Do you feel twinges of guilt when you take a lazy day? Do you spend hours on your phone or computer and come away feeling dissatisfied with how you’ve spent your time? Did you use to have hobbies or household chores you enjoyed, but you’ve fallen out of the habit? Do you love British culture, especially cozy British voices? If your answer is yes to any of these, you may want to pick up Pottering: A Cure For Modern Life by Anna McGovern.
This slim volume, published in 2020, is a treatise and how-to guide on “pottering” (what we in the U.S. would probably call “puttering”). It’s the ultimate restful activity: moving around your home or community in a leisurely way, doing little tasks as they occur to you, savoring the process and not rushing or trying very hard at all. In the gentle chapters, McGovern describes the various aspects of pottering, including “Make Do With What You’ve Got”, “Don’t Try Very Hard”, “Movement”, “Keep It Local”, and so on, with lots of recommendations on how to make pottering work for you, both in terms of practical actions and mindset. It’s about being content and going with the flow, savoring the experience of taking your time and doing things you enjoy or are interested in, if not for long stretches at a time necessarily. Moreover, she’s very specific that phone scrolling and other digital activities are NOT pottering, as they take your attention away from the present time and place and keep you sitting still instead of moving around. As a whole, it brings to mind words like “self-care” and “mindfulness”, but is very grounded in everyday life and the physical reality of the home. It’s taking a rest and being kind to yourself — two things I think we could all do more of in life.

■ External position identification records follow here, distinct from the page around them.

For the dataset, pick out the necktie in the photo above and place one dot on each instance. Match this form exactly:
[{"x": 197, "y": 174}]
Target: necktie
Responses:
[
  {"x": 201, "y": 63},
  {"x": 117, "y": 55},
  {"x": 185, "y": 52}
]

It reads with a hint of irony, of course, coming out of a year of pandemic, quarantine, and isolation in the home, but I think it puts a positive light on it, considering the long road left ahead before restrictions are fully lifted. As quarantine and isolation and being at home get extra stale, it doesn’t hurt to remember that being at home and taking our time can be a restful, enjoyable experience, a break from rushing and worrying and being over-scheduled. Even in small bursts, taking a step back to potter around the house can help reorder your thoughts, get a few little chores done, and just generally let you take a breather. I think one way I’d alter the definition of “pottering” to encompass our pandemic lives is to emphasize the “keep it local” and “movement” chapters, where she talked about the power of getting outside for a little walk. And, of course, never underestimate the value of taking a little while to sit and stare into space or out a window, maybe with a cup of something (which McGovern also recommends, occasionally). Pausing to be present and to reset helps to go into whatever’s next with a fresh perspective, and to process whatever emotion is going on – and crises both personal and global bring up a lot of emotions.
Whether pottering works for you in a moment of pandemic or not, the spirit of pottering is always good to remember: unplug from the digital sometimes and be kind to yourself, not obsessing and stressing over how productive you’re being, but trying to go with the flow and enjoy the moment you’re in.